The presenter’s Show method will Set the form instance and display it:

Public Sub Show()
    'If Not myModelessForm Is Nothing Then
    '    myModelessForm.Visible = True 'just to ensure visibility & honor the .Show call
    '    Exit Sub
    'End If
    Set myModelessForm = New UserForm1
    '...
    myModelessForm.Show vbModeless
End Sub

You don’t want the form instance to be local to the procedure here, so a local variable or a With block can’t work: the object will be out of scope before you mean it to.

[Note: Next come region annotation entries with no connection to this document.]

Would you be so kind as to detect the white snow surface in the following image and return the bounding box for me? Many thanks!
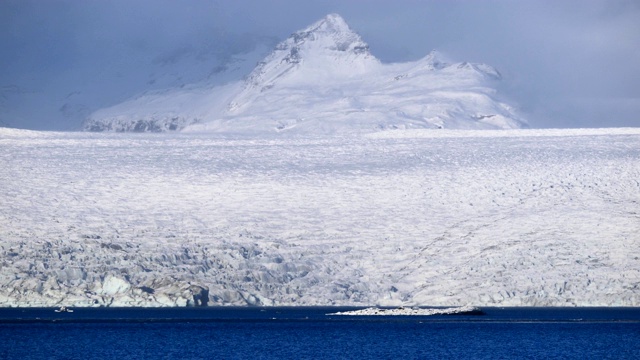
[0,128,640,306]
[327,305,480,316]
[84,14,526,134]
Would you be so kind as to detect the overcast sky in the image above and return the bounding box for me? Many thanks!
[0,0,640,127]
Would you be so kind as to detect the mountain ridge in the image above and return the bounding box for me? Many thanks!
[84,14,526,134]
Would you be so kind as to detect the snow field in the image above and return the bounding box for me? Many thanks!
[0,129,640,306]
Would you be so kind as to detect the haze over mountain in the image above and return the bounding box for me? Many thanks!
[84,14,525,133]
[0,0,640,130]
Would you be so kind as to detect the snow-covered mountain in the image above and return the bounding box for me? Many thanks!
[84,14,525,134]
[0,32,277,131]
[0,128,640,306]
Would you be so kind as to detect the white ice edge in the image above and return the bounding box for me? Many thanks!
[327,305,480,316]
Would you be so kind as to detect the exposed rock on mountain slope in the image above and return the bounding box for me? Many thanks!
[84,14,525,134]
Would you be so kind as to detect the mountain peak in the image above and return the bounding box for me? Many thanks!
[241,14,379,93]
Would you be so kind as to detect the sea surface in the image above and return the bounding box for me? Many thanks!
[0,307,640,359]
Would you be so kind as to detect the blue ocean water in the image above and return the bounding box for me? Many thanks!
[0,307,640,359]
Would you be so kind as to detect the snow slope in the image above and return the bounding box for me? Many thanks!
[0,128,640,306]
[84,14,525,134]
[0,32,276,131]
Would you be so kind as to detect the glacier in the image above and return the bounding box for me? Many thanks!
[83,14,527,135]
[0,128,640,307]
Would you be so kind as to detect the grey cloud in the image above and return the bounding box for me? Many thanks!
[0,0,640,128]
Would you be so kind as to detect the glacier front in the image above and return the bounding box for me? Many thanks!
[0,128,640,306]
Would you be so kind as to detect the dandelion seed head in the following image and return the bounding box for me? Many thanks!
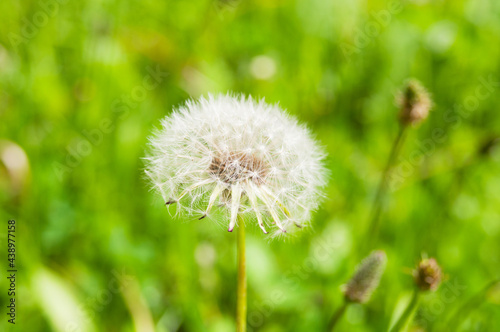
[396,79,432,125]
[146,94,326,237]
[413,258,443,291]
[344,250,387,303]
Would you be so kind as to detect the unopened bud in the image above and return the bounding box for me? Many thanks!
[396,79,432,125]
[344,250,387,303]
[413,258,443,291]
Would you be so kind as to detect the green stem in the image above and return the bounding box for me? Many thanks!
[328,301,349,332]
[236,216,247,332]
[365,125,407,249]
[391,289,420,332]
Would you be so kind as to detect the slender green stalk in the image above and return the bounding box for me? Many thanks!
[391,288,420,332]
[236,216,247,332]
[365,125,407,250]
[328,301,349,332]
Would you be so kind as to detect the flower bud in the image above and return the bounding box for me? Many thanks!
[344,250,387,303]
[396,79,432,126]
[413,258,443,291]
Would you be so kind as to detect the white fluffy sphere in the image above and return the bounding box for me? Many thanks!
[146,95,325,235]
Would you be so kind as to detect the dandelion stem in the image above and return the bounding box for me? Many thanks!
[365,125,407,250]
[328,301,349,332]
[391,288,420,332]
[236,214,247,332]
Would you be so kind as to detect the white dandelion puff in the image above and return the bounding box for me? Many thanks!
[146,95,326,235]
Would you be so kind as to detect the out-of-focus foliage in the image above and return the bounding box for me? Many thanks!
[0,0,500,332]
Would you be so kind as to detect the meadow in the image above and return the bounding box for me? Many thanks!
[0,0,500,332]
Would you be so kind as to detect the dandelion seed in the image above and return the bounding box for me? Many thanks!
[413,258,443,291]
[396,79,432,126]
[344,250,387,303]
[146,95,325,236]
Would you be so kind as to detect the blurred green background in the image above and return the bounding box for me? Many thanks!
[0,0,500,332]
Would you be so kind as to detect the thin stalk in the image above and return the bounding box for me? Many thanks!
[328,301,349,332]
[236,215,247,332]
[391,288,420,332]
[365,125,407,249]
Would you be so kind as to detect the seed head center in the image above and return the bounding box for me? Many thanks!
[209,152,268,185]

That’s why you store the instance in a private field, at module level: now the form lives as long as the presenter instance does.

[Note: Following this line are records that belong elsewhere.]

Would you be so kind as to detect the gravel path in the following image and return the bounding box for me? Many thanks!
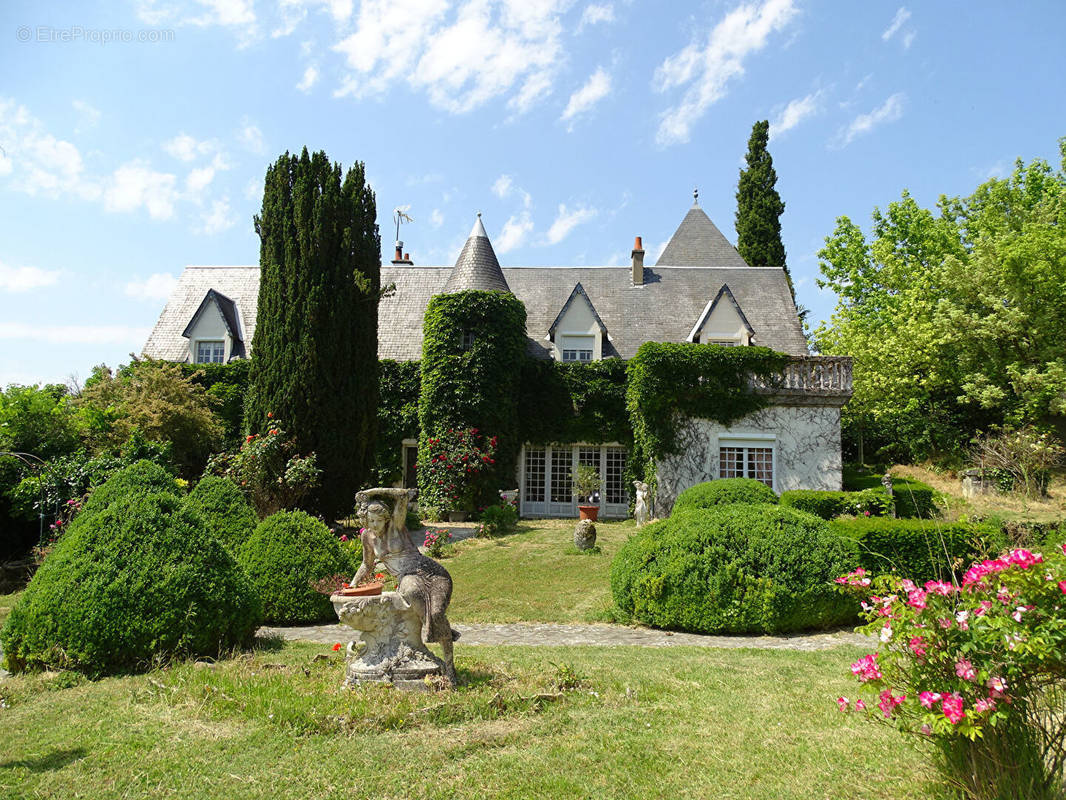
[259,622,874,651]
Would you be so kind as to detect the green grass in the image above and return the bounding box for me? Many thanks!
[441,519,636,623]
[0,643,936,800]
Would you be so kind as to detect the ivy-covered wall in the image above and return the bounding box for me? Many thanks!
[418,290,527,508]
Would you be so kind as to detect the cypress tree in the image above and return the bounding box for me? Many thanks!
[244,147,382,519]
[737,119,795,298]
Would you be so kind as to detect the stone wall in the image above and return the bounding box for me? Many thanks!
[656,405,841,517]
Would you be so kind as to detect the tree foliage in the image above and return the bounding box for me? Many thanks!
[245,147,381,518]
[815,140,1066,459]
[737,119,795,297]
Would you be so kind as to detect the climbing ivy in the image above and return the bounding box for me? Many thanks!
[626,341,789,477]
[418,290,527,506]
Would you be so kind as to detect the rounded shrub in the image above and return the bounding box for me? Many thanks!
[238,511,351,624]
[674,478,777,511]
[0,493,261,675]
[611,503,858,634]
[185,475,259,556]
[80,460,181,515]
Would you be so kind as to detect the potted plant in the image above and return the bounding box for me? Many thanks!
[572,464,600,522]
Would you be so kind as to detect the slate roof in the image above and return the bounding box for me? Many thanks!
[143,267,259,362]
[656,203,747,267]
[443,213,511,293]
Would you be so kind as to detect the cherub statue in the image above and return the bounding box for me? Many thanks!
[351,489,459,686]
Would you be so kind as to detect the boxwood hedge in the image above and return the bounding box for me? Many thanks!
[0,492,261,676]
[611,503,857,634]
[238,511,351,624]
[674,478,777,511]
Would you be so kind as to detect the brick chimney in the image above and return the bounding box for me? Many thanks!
[632,237,644,286]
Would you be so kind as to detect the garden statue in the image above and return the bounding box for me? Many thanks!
[633,481,651,528]
[342,489,459,686]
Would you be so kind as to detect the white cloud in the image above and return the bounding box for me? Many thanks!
[841,92,907,147]
[198,197,237,236]
[237,116,267,156]
[492,175,515,199]
[296,64,319,93]
[103,159,178,220]
[0,322,151,348]
[653,0,797,146]
[770,91,822,139]
[334,0,569,113]
[560,67,611,130]
[492,211,533,255]
[578,3,614,31]
[70,100,101,133]
[0,261,60,291]
[881,5,910,42]
[126,272,178,302]
[548,203,596,244]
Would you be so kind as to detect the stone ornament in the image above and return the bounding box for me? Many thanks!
[329,592,446,689]
[349,489,459,686]
[574,519,596,550]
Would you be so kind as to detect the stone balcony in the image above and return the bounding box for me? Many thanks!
[753,355,852,405]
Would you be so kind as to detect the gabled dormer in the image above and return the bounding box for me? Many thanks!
[688,284,755,347]
[548,284,607,362]
[181,289,244,364]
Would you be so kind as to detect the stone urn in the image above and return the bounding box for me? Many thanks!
[329,592,443,689]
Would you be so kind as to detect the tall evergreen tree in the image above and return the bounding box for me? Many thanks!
[737,119,795,298]
[245,147,382,519]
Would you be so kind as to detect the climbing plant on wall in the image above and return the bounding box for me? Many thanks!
[626,341,789,477]
[418,290,526,506]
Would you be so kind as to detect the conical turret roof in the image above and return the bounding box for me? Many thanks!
[445,213,511,294]
[656,203,748,267]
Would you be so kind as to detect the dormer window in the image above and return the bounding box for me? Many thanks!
[196,339,226,364]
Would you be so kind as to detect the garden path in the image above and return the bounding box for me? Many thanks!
[259,622,875,651]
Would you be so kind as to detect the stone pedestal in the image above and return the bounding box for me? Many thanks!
[329,592,443,689]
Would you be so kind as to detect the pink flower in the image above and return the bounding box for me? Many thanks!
[852,653,881,683]
[918,691,943,708]
[877,689,907,719]
[941,691,966,725]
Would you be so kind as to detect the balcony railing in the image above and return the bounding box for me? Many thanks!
[753,355,852,401]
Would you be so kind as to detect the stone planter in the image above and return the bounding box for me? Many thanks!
[329,592,443,690]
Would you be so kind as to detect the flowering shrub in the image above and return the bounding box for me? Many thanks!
[206,419,321,519]
[418,428,498,511]
[422,528,452,558]
[837,548,1066,798]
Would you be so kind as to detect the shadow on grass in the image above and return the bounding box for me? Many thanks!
[0,748,87,772]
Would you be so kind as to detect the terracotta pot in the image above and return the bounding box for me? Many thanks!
[337,580,385,597]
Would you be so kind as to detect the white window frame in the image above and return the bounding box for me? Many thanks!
[715,433,777,492]
[193,339,226,364]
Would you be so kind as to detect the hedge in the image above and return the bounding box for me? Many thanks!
[674,478,777,511]
[830,517,999,582]
[238,511,351,625]
[781,489,889,519]
[611,503,857,634]
[0,492,261,676]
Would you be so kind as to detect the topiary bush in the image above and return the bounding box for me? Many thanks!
[238,511,351,624]
[81,460,181,515]
[674,478,777,511]
[830,517,1000,582]
[0,492,261,676]
[185,475,259,557]
[611,503,858,634]
[780,489,889,519]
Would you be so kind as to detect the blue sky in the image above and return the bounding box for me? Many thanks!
[0,0,1066,385]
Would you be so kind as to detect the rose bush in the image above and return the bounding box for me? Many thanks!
[837,545,1066,800]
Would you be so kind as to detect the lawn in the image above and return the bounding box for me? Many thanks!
[0,643,935,800]
[441,519,636,623]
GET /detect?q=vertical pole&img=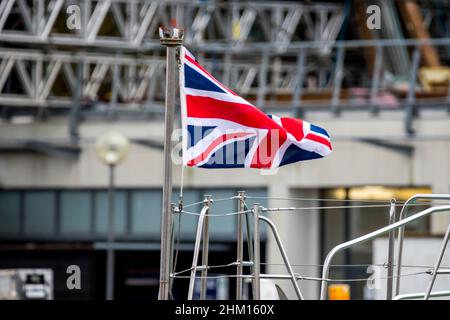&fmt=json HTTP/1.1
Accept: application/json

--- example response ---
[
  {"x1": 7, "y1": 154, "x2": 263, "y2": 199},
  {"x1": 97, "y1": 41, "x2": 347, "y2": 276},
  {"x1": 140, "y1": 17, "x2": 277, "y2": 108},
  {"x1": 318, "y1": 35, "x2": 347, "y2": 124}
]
[
  {"x1": 69, "y1": 57, "x2": 84, "y2": 144},
  {"x1": 253, "y1": 203, "x2": 261, "y2": 300},
  {"x1": 236, "y1": 191, "x2": 245, "y2": 300},
  {"x1": 106, "y1": 164, "x2": 115, "y2": 300},
  {"x1": 370, "y1": 46, "x2": 383, "y2": 114},
  {"x1": 423, "y1": 225, "x2": 450, "y2": 300},
  {"x1": 405, "y1": 46, "x2": 421, "y2": 136},
  {"x1": 158, "y1": 28, "x2": 182, "y2": 300},
  {"x1": 200, "y1": 195, "x2": 211, "y2": 300},
  {"x1": 331, "y1": 46, "x2": 345, "y2": 115},
  {"x1": 386, "y1": 199, "x2": 396, "y2": 300}
]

Now, you need to make the form “talk” to the presenter – the easiest way is to expose events in the UserForm1 code-behind – for example if we want the user to confirm cancellation, we’ll add a ByRef parameter to the event, so the handler in the presenter can pass the information back to the event source (i.e. back to the form code):

Option Explicit
'...private fields, model, etc...
Public Event FormConfirmed()
Public Event FormCancelled(ByRef Cancel as Boolean)

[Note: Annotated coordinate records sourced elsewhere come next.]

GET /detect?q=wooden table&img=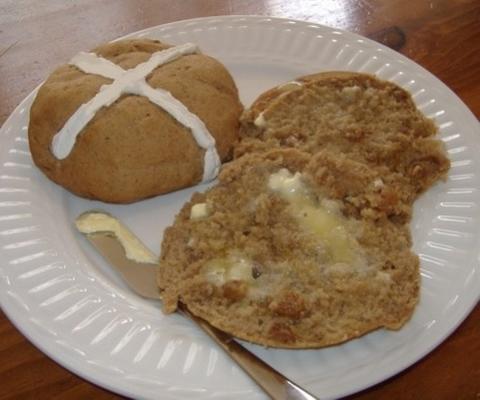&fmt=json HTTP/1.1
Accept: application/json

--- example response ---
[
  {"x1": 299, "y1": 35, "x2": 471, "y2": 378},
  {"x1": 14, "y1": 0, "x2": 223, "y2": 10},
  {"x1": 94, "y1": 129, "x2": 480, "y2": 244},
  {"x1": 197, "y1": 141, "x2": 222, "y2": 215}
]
[{"x1": 0, "y1": 0, "x2": 480, "y2": 400}]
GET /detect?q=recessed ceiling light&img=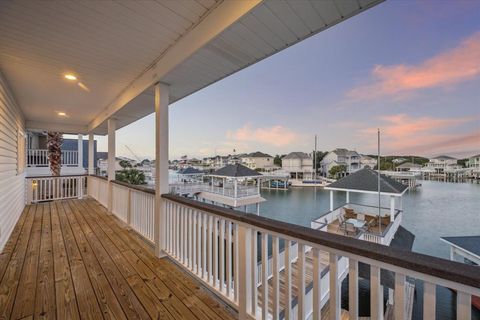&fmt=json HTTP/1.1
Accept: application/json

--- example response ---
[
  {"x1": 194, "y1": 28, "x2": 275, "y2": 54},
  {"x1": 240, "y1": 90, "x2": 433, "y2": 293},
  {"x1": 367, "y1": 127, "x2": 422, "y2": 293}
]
[{"x1": 65, "y1": 74, "x2": 77, "y2": 81}]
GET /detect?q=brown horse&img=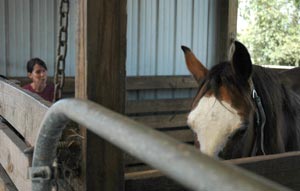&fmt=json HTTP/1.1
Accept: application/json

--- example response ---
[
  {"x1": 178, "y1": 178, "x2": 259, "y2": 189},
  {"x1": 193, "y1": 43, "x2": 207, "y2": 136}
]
[{"x1": 182, "y1": 41, "x2": 300, "y2": 159}]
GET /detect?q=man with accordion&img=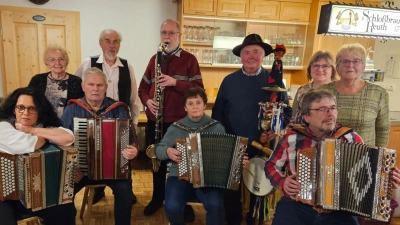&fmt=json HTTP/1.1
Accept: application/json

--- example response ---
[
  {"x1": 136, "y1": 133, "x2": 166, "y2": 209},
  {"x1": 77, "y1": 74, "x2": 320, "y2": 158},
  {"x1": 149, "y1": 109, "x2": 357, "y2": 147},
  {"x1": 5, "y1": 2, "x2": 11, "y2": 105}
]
[
  {"x1": 265, "y1": 90, "x2": 400, "y2": 225},
  {"x1": 61, "y1": 67, "x2": 138, "y2": 225}
]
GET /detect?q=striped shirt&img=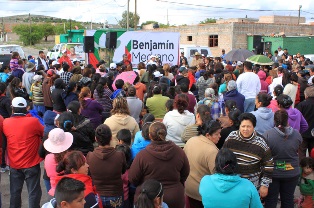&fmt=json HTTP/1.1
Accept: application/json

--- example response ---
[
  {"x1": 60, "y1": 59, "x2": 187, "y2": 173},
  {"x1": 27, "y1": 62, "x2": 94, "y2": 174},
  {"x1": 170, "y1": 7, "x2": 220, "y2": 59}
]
[{"x1": 223, "y1": 131, "x2": 274, "y2": 188}]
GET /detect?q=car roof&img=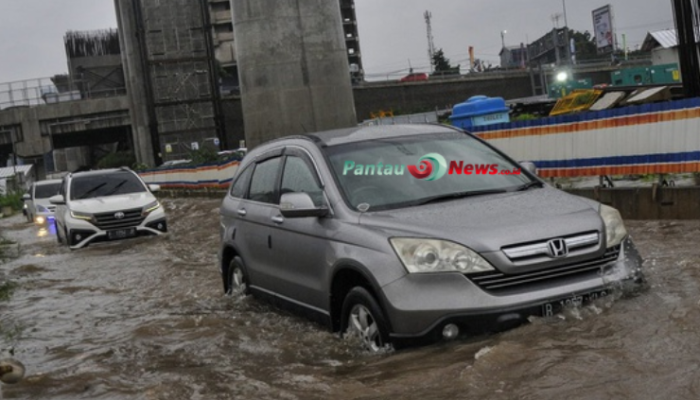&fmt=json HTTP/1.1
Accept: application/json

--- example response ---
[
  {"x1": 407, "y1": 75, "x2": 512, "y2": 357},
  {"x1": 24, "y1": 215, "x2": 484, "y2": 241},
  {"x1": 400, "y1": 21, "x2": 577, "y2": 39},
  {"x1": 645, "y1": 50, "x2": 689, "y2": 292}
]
[
  {"x1": 70, "y1": 168, "x2": 133, "y2": 178},
  {"x1": 307, "y1": 124, "x2": 461, "y2": 147}
]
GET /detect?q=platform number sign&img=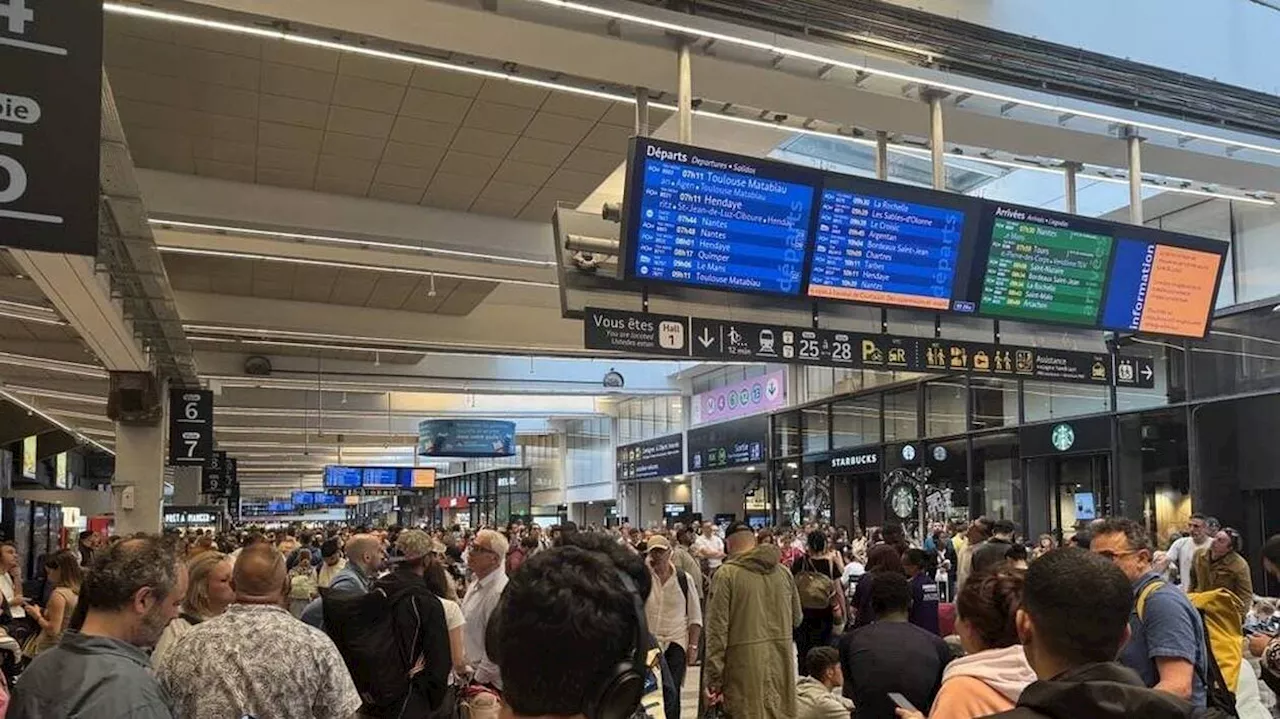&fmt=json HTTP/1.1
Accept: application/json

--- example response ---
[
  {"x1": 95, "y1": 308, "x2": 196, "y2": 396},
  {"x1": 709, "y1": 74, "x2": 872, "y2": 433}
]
[
  {"x1": 169, "y1": 389, "x2": 214, "y2": 467},
  {"x1": 200, "y1": 452, "x2": 230, "y2": 496},
  {"x1": 0, "y1": 0, "x2": 102, "y2": 255}
]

'returns True if cancellation was cancelled by handler
Private Function OnCancel() As Boolean
    Dim cancelCancellation As Boolean
    RaiseEvent FormCancelled(cancelCancellation)
    If Not cancelCancellation Then Me.Hide
    OnCancel = cancelCancellation
End Function

Private Sub CancelButton_Click()
    OnCancel
End Sub

Private Sub OkButton_Click()
    Me.Hide
    RaiseEvent FormConfirmed
End Sub

Private Sub UserForm_QueryClose(Cancel As Integer, CloseMode As Integer)
    If CloseMode = VbQueryClose.vbFormControlMenu Then
        Cancel = Not OnCancel
    End If
End Sub

Now the presenter can handle that FormCancelled event:

Private Sub myModelessForm_FormCancelled(ByRef Cancel As Boolean)
    'setting Cancel to True will leave the form open
    Cancel = MsgBox("Cancel this operation?", vbYesNo + vbExclamation) = vbNo
    If Not Cancel Then
        ' modeless form was cancelled and is now hidden.
        ' ...
        Set myModelessForm = Nothing
    End If
End Sub

Private Sub myModelessForm_FormConfirmed()
    'form was okayed and is now hidden.
    '...
    Set myModelessForm = Nothing
End Sub

A non-modal form wouldn’t typically have “ok” and “cancel” buttons though. Rather, you’d have a number of functionalities exposed, for example one that brings up some modal dialog UserForm2 that does something else – again, you just expose an event for it, and handle it in the presenter:

Public Event ShowGizmo()

Private Sub ShowGizmoButton_Click()
    RaiseEvent ShowGizmo
End Sub

And the presenter goes:

Private Sub myModelessForm_ShowGizmo()
    With New GizmoPresenter
        .Show
    End With
End Sub

Note that the modal UserForm2 is a concern of a separate presenter class.